If you’re looking for new ways to use your customer data for email marketing, here are five strategies to consider. Use them independently, or combine multiple tactics at once for advanced segmentation.
Interest Level
Are you sending the same follow-up email to everyone on your list, regardless of how they treated your first email? There’s a big difference between recipients who clicked through but didn’t make a purchase and those who never opened the email at all.
Try dividing your contact list based on previous level of engagement, then craft separate follow-up messages for these groups. For those who didn’t open the first email, you may want to try the same message with a more engaging subject line. Meanwhile, you might send a follow-up survey to those who did open the first email to assess why they lost interest.
Content Preferences
If you’re in the habit of sending digital content via email, aim to curate your selections based on customer preferences. These days, many marketers have found that videos tend to generate more clicks. Still, some people might prefer text articles because they want to read at their own pace or they have a hard time loading videos on their phones.
Take note of which recipients tend to open which types of content. You could also send a survey to your customer base to ask which content formats and topics they prefer. If you track this data in your CRM and segment your email lists accordingly, you’re bound to fuel more interest in your messages.
Changes in Behavior
Think back to the online shoe retailer. Perhaps some of their customers buy new boots every fall — so what does it mean if those customers don’t return this year? Have they bought boots from a competitor? Have they moved to a snow-free city?
Keep an eye out for customers who have stopped purchasing as regularly as they used to. A customer’s failure to make a scheduled purchase doesn’t necessarily mean that you’ve lost them, but it does mean that your business is no longer top of mind. Consider sending personalized reminders or special promotions to this group to try and reconnect with them. Offering an exclusive loyalty program can also be a great way to generate new engagement.
Sales Pipeline Stage
Some companies track prospective customers based on what stage they’re at in the sales pipeline. Examples of such stages might include prospecting, qualification, and negotiation.
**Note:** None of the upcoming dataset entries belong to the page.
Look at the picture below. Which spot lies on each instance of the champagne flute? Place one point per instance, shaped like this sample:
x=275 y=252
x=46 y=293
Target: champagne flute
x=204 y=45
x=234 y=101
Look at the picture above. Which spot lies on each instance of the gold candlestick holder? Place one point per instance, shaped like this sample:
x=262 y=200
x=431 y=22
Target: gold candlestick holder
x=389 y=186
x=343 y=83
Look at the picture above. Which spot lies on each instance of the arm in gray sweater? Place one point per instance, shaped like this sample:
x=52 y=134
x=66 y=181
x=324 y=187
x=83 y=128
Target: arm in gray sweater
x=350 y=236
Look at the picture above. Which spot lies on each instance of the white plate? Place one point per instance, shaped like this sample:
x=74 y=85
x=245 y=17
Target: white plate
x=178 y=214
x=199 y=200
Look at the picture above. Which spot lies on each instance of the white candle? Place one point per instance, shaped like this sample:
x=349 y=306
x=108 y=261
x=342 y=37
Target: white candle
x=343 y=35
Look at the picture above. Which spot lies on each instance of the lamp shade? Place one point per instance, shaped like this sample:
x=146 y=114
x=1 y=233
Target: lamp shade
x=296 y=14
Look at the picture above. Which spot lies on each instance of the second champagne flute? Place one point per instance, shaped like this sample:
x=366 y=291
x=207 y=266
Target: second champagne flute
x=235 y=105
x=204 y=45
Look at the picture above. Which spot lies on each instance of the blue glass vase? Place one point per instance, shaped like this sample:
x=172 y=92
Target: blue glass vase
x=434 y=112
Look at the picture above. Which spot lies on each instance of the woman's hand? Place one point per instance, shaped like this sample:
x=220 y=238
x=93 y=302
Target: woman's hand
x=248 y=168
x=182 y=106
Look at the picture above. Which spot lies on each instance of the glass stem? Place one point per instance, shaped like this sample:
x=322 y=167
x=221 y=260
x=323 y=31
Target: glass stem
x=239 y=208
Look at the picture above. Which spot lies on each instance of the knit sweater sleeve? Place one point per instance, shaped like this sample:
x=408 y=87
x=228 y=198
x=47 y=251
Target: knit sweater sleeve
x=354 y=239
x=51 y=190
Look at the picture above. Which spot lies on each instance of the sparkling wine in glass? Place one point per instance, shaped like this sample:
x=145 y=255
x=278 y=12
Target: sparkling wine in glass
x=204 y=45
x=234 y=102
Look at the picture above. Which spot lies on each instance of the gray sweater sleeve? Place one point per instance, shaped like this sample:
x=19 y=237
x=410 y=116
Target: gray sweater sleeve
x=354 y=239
When planning your marketing campaigns, it’s wise to use your sales pipeline stages as segmentation criteria. This is because your prospective customers will have different questions and concerns at different points in the buying process. By keeping your email content relevant to each pipeline stage, you won’t risk boring your audience with information they already know or overwhelming them with details they aren’t ready for.
Satisfaction Level
Hopefully, you have methods in place to collect customer feedback and monitor satisfaction. This is valuable data that can help to inform both the content and tone of your email messaging. After all, you don’t want to send obliviously upbeat messages to customers who have just left you negative reviews.
If you’re tracking satisfaction scores in your CRM, use these numbers to segment your customer list and develop appropriate email campaigns. For instance, happy customers could be courted for reviews or a referral program. Dissatisfied customers, on the other hand, will require a more delicate outreach. You may want to seek their feedback, apologize for their frustrations, offer an incentive to return — or all of the above.
Make the Most of Your Email Campaigns
If you want people to open your emails, you need to make sure those emails are worth opening. Segmenting your mailing lists based on key criteria helps you keep your messages timely and relevant to the recipients. By leveraging the customer data available to you, you can create targeted email campaigns that truly benefit your customers as well as your business.